An example how to count message tokens:
import io.cequence.openaiscala.service.OpenAICountTokensHelper
import io.cequence.openaiscala.domain.{AssistantMessage, BaseMessage, FunctionSpec, ModelId, SystemMessage, UserMessage}
class MyCompletionService extends OpenAICountTokensHelper {
def exec = {
val model = ModelId.gpt_4_turbo_2024_04_09
// messages to be sent to OpenAI
val messages: Seq[BaseMessage] = Seq(
SystemMessage("You are a helpful assistant."),
UserMessage("Who won the world series in 2020?"),
AssistantMessage("The Los Angeles Dodgers won the World Series in 2020."),
UserMessage("Where was it played?"),
)
val tokenCount = countMessageTokens(model, messages)
}
}
An example how to count message tokens when a function is involved:
import io.cequence.openaiscala.service.OpenAICountTokensHelper
import io.cequence.openaiscala.domain.{BaseMessage, FunctionSpec, ModelId, SystemMessage, UserMessage}
class MyCompletionService extends OpenAICountTokensHelper {
def exec = {
val model = ModelId.gpt_4_turbo_2024_04_09
// messages to be sent to OpenAI
val messages: Seq[BaseMessage] =
Seq(
SystemMessage("You are a helpful assistant."),
UserMessage("What's the weather like in San Francisco, Tokyo, and Paris?")
)
// function to be called
val function: FunctionSpec = FunctionSpec(
name = "getWeather",
parameters = Map(
"type" -> "object",
"properties" -> Map(
"location" -> Map(
"type" -> "string",
"description" -> "The city to get the weather for"
),
"unit" -> Map("type" -> "string", "enum" -> List("celsius", "fahrenheit"))
)
)
)
val tokenCount = countFunMessageTokens(model, messages, Seq(function), Some(function.name))
}
}
✔️ Important: After you are done using the service, you should close it by calling service.close
. Otherwise, the underlying resources/threads won't be released.
III. Using adapters
Adapters for OpenAI services (chat completion, core, or full) are provided by OpenAIServiceAdapters. The adapters are used to distribute the load between multiple services, retry on transient errors, route, or provide additional functionality. See examples for more details.

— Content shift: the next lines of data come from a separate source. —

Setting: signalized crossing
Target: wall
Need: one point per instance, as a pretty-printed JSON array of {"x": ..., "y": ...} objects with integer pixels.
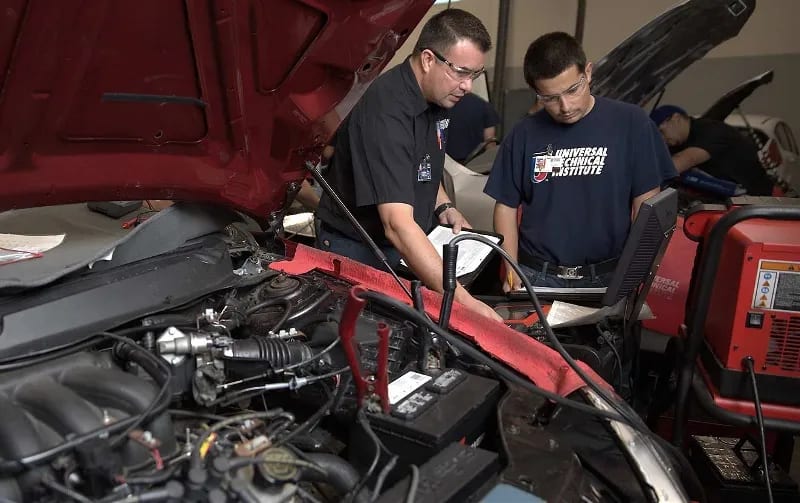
[{"x": 768, "y": 40}]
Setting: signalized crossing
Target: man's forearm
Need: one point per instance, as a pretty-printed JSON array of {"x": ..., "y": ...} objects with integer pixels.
[
  {"x": 441, "y": 196},
  {"x": 505, "y": 223},
  {"x": 418, "y": 252}
]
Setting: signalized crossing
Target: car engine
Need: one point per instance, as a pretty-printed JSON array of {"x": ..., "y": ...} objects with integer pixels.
[{"x": 248, "y": 393}]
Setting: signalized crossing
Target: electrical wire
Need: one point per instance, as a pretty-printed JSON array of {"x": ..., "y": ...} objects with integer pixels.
[
  {"x": 163, "y": 393},
  {"x": 500, "y": 368},
  {"x": 292, "y": 384},
  {"x": 629, "y": 418},
  {"x": 312, "y": 421},
  {"x": 748, "y": 363},
  {"x": 238, "y": 463},
  {"x": 364, "y": 422},
  {"x": 197, "y": 461},
  {"x": 160, "y": 402},
  {"x": 311, "y": 359},
  {"x": 413, "y": 485},
  {"x": 52, "y": 353},
  {"x": 610, "y": 341}
]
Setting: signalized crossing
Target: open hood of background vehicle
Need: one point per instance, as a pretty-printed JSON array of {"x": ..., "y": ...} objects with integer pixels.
[
  {"x": 221, "y": 101},
  {"x": 723, "y": 107},
  {"x": 642, "y": 66}
]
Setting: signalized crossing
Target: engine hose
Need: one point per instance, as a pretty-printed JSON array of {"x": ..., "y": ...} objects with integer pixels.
[
  {"x": 276, "y": 352},
  {"x": 340, "y": 474}
]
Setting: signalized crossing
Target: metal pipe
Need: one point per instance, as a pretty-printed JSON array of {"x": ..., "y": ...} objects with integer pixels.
[{"x": 498, "y": 82}]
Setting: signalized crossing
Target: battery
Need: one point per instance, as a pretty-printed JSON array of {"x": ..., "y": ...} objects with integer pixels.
[
  {"x": 454, "y": 406},
  {"x": 458, "y": 473}
]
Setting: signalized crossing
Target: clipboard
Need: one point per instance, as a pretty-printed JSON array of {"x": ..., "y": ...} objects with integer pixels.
[{"x": 473, "y": 256}]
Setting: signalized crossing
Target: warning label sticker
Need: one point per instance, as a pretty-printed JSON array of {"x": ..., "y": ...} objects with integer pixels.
[{"x": 777, "y": 286}]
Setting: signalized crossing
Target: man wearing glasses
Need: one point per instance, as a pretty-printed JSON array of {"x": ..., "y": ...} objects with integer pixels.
[
  {"x": 389, "y": 153},
  {"x": 579, "y": 169}
]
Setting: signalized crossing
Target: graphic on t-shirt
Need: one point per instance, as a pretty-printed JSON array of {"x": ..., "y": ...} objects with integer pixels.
[
  {"x": 581, "y": 161},
  {"x": 539, "y": 170},
  {"x": 584, "y": 161}
]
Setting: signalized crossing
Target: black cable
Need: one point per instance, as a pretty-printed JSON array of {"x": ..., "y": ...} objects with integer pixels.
[
  {"x": 285, "y": 303},
  {"x": 312, "y": 420},
  {"x": 413, "y": 484},
  {"x": 189, "y": 414},
  {"x": 630, "y": 419},
  {"x": 748, "y": 363},
  {"x": 238, "y": 463},
  {"x": 500, "y": 368},
  {"x": 306, "y": 495},
  {"x": 162, "y": 395},
  {"x": 53, "y": 353},
  {"x": 610, "y": 341},
  {"x": 364, "y": 422},
  {"x": 311, "y": 307},
  {"x": 157, "y": 477}
]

Note that the adapters can be arbitrarily combined/stacked.
- Round robin load distribution
val adapters = OpenAIServiceAdapters.forFullService
val service1 = OpenAIServiceFactory("your-api-key1")
val service2 = OpenAIServiceFactory("your-api-key2")
val service = adapters.roundRobin(service1, service2)
- Random order load distribution
val adapters = OpenAIServiceAdapters.forFullService
val service1 = OpenAIServiceFactory("your-api-key1")
val service2 = OpenAIServiceFactory("your-api-key2")
val service = adapters.randomOrder(service1, service2)
- Logging function calls
val adapters = OpenAIServiceAdapters.forFullService
val rawService = OpenAIServiceFactory()
val service = adapters.log(
rawService,
"openAIService",
logger.log
)
- Retry on transient errors (e.g. rate limit error)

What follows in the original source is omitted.